The business, which is headquartered in Melbourne, turned over more than $2 million last year and Ms Warne made the decision to move to Canada after August secured a contract with Engineers Without Borders in Canada.
"We thought, we want an international office, why don't we use this as our launching pad?," she said.
Ms Warne said so far she has not accessed any support from the Canadian government.
"We came over to Canada with a project already running so we didn't really tap into what was available," she said. "It was not really on our radar."
Canada's women's entrepreneurship strategy
However, Canada is firmly on more female entrepreneurs radar after its proudly feminist Prime Minister unveiled a raft of incentives in the country's budget in February including $C2 billion ($2.05 billion) in funding for a women's entrepreneurship strategy.
Justin Trudeau, Canada’s prime minister, has announced $2 billion in funding for women entrepreneurs.
Speaking at DWEN, Bardish Chagger, the leader of the Canadian government in the house of commons and former small business minister, said Canada's women's entrepreneurship strategy was "created by women entrepreneurs for women entrepreneurs".
The $2 billion women's entrepreneurship strategy, which includes $1.4 billion over three years in financing for women entrepreneurs, $10 million over five years to connect women with expanded export services and opportunities and $200 million for investments in women-led technology firms.
"What we are doing is creating an opportunity for women entrepreneurs. We heard there are certain areas that are not properly funded or there are not resources available and venture capital is one of those areas.
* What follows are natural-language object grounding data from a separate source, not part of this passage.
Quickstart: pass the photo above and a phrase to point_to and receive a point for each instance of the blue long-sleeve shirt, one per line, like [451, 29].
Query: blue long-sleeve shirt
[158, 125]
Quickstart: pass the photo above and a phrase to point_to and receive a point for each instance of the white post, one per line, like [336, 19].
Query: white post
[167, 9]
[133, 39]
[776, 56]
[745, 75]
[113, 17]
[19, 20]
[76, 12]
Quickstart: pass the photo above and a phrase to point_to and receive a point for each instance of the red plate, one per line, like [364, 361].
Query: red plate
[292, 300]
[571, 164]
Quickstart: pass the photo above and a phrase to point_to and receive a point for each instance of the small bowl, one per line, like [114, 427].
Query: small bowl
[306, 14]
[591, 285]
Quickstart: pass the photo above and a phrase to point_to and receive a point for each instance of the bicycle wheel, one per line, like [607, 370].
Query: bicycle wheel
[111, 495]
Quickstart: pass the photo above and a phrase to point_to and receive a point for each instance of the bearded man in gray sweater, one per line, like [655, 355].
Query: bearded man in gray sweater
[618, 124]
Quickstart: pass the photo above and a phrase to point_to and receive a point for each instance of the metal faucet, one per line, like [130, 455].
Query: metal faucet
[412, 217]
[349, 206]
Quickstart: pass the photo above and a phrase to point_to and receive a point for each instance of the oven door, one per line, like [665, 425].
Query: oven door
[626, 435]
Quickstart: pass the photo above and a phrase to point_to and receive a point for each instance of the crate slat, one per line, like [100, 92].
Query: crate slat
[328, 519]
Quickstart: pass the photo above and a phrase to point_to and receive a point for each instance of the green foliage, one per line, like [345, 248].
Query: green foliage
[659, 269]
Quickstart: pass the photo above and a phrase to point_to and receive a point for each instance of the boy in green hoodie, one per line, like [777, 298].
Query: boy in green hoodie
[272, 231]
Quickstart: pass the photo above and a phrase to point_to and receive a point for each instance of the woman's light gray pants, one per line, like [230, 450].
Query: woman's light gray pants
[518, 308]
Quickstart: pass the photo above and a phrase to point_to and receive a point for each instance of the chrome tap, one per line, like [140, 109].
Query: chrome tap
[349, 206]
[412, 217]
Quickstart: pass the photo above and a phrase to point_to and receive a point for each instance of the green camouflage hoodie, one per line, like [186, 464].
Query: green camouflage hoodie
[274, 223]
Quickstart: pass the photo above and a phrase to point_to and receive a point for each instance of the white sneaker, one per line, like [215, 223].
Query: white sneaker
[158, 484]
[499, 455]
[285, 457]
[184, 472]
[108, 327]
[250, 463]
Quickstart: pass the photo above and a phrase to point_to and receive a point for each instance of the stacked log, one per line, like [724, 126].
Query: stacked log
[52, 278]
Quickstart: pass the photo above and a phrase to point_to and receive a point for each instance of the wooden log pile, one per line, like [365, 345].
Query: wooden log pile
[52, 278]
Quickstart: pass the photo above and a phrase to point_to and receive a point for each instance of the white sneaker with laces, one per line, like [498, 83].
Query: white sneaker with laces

This is about being able to provide women entrepreneurs with access to capital," Ms Chagger told DWEN.
Bardish Chagger, leader of the Candian government in the house of commons and the former minister of small business, speaking at DWEN.
Ms Chagger said the women's entrepreneurship strategy would inspire the younger generation of Canadians.
"We have to change the face of what entrepreneurship looks like," she said. "The women's entrepreneurship strategy came from a desire to make sure half the population is not left behind."
When an attendee at DWEN asked Ms Chagger why Canada's Prime Minister was "so enlightened" Ms Chagger said Mr Trudeau "likes strong women around him".
"Anyone who picks me to be at a cabinet table has to be pretty welcoming about opinions because I have an opinion about everything and it’s for free at all times," she said.
The Canadian government is also luring entrepreneurs by reducing its tax rate for small businesses to 9 per cent by 2019 in comparison to Australia's small business tax rate of 25 per cent.
However, the number of women-owned small businesses in Canada is much lower than in Australia with less than 16 per cent of businesses owned by women, compared to 33 per cent in Australia.
The reporter attended DWEN in Toronto as a guest of Dell.